Abstract

Innate immunity plays an important role in host defense after severe insult. γδ T lymphocytes are recognized as the first line of defense against microbial invasion. In this study, we evaluated γδ T lymphocytes in the peripheral blood of patients with severe systemic inflammatory response syndrome (SIRS), and examined on role of these cells. Thirty-seven patients with severe SIRS (SIRS criteria and serum C-reactive protein ≥ 10 mg/dL) and 27 healthy volunteers were studied. Severe SIRS was caused by trauma in 14 patients (Injury Severity Score of 30.1 ± 10.8) and by sepsis in 23 patients. The counts of γδ and αβ T lymphocytes were determined by flow cytometry of cells stained with monoclonal antibodies to γδ and αβ T lymphocyte receptors. The activation of these cells was evaluated by flow cytometry of cells stained with monoclonal antibodies to CD69 and HLA-DR. Serial counts and activation of γδ and αβ T lymphocytes were also determined in eight trauma patients (Injury Severity Score of 31.0 ± 13.5) during a 2-week observation period. The count of γδ T lymphocytes in the peripheral blood of SIRS patients (30.1 ± 6.0/μL) was significantly lower (P < 0.05) than that of the healthy volunteers (104.3 ± 10.9/μL). The expression of CD69, an index of early activation of T lymphocytes, was significantly greater on γδ T lymphocytes from SIRS patients (patients 23.9% ± 3.4%, healthy controls 4.8% ± 0.6%, P < 0.05).
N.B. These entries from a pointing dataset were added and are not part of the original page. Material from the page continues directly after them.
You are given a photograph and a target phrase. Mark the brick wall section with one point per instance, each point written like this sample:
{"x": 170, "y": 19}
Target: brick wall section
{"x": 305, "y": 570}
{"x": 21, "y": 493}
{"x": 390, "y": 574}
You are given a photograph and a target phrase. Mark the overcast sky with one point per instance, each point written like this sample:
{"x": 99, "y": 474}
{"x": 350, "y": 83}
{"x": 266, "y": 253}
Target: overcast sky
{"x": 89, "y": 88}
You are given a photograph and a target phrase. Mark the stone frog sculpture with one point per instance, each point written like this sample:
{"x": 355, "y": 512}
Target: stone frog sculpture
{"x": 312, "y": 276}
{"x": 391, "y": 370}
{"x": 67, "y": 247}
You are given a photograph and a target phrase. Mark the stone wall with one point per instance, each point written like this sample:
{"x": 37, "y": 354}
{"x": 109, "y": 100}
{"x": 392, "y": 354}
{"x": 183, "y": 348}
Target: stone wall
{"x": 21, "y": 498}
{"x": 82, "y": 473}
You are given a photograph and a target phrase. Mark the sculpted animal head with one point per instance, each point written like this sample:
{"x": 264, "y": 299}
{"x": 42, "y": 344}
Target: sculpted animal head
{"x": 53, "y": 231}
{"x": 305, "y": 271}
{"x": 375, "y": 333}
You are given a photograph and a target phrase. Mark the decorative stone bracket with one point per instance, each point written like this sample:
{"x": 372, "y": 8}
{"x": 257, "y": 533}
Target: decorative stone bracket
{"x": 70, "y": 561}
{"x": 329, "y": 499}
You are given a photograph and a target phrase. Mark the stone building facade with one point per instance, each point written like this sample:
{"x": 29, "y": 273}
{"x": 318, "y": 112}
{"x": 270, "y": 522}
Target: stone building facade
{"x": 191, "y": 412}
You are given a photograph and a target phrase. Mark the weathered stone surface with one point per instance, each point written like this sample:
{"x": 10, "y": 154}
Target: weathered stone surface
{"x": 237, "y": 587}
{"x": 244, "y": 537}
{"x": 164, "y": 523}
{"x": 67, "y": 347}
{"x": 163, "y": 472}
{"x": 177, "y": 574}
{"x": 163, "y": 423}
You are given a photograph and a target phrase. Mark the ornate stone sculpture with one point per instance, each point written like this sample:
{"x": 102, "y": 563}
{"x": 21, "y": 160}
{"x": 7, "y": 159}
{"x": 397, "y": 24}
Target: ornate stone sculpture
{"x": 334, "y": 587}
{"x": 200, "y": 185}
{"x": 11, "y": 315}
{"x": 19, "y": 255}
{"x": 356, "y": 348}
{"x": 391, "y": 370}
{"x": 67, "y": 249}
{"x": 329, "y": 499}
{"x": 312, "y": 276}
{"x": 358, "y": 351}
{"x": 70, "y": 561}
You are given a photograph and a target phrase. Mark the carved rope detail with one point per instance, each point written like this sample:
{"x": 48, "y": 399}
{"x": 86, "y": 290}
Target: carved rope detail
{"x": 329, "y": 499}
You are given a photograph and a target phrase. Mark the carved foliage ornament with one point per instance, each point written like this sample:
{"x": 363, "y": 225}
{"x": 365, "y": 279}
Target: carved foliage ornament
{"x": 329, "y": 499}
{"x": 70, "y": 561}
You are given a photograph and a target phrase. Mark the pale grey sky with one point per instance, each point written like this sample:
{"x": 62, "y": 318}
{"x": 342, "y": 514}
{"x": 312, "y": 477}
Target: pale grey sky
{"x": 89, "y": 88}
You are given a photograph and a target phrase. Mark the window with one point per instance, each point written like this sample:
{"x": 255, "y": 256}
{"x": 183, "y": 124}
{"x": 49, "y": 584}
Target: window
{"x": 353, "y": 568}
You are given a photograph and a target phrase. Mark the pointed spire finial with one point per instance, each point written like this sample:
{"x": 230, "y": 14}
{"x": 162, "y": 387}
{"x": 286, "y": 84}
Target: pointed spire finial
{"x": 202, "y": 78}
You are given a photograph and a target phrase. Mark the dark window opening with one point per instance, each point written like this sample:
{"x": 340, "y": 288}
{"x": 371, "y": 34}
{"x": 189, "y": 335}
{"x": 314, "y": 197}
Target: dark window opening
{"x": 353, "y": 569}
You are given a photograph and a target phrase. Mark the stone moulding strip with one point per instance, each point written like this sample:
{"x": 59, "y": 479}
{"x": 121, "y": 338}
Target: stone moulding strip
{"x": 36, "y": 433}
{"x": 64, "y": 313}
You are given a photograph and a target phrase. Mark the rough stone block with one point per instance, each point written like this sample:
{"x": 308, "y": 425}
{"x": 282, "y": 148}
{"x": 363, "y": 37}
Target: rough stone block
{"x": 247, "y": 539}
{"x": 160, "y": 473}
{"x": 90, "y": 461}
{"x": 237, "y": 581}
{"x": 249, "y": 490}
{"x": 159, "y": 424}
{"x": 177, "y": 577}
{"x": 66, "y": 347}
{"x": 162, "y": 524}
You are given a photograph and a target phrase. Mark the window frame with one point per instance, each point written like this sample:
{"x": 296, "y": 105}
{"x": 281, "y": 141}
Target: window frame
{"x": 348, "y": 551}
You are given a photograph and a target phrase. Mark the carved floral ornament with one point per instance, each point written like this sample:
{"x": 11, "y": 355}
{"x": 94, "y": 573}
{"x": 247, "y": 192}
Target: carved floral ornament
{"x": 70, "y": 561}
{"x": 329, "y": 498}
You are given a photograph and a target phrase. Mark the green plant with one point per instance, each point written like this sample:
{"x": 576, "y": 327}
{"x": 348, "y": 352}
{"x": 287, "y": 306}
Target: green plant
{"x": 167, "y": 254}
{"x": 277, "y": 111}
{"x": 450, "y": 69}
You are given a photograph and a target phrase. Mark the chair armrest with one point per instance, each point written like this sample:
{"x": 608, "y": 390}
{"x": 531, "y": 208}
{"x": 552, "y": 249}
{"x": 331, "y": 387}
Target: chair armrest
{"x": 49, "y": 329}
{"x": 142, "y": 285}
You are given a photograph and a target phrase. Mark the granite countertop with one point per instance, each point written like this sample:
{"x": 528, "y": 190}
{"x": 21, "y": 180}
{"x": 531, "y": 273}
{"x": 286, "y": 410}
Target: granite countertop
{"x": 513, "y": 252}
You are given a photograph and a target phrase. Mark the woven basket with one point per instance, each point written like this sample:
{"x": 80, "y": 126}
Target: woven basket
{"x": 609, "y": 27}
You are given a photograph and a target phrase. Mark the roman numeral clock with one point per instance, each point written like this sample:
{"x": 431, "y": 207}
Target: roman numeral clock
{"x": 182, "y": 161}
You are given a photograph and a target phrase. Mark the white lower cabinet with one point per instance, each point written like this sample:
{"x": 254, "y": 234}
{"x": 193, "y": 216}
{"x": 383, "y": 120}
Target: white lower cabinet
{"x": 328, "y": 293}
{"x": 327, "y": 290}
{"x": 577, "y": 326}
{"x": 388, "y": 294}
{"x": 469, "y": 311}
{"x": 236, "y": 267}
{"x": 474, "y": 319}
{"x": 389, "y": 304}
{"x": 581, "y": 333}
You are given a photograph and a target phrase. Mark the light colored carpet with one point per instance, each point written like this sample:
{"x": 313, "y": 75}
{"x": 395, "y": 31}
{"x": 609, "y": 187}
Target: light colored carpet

In trauma patients, the expression of CD69 on γδ T lymphocytes increased rapidly within 48 h after injuries. In conclusion, γδ T lymphocytes are activated and decreased in the peripheral blood of severe SIRS patients. In trauma patients, the activation of γδ T lymphocytes occurs in the fairly acute phase after injuries. These results suggest a significant role for γδ T lymphocytes as early responders after severe insult.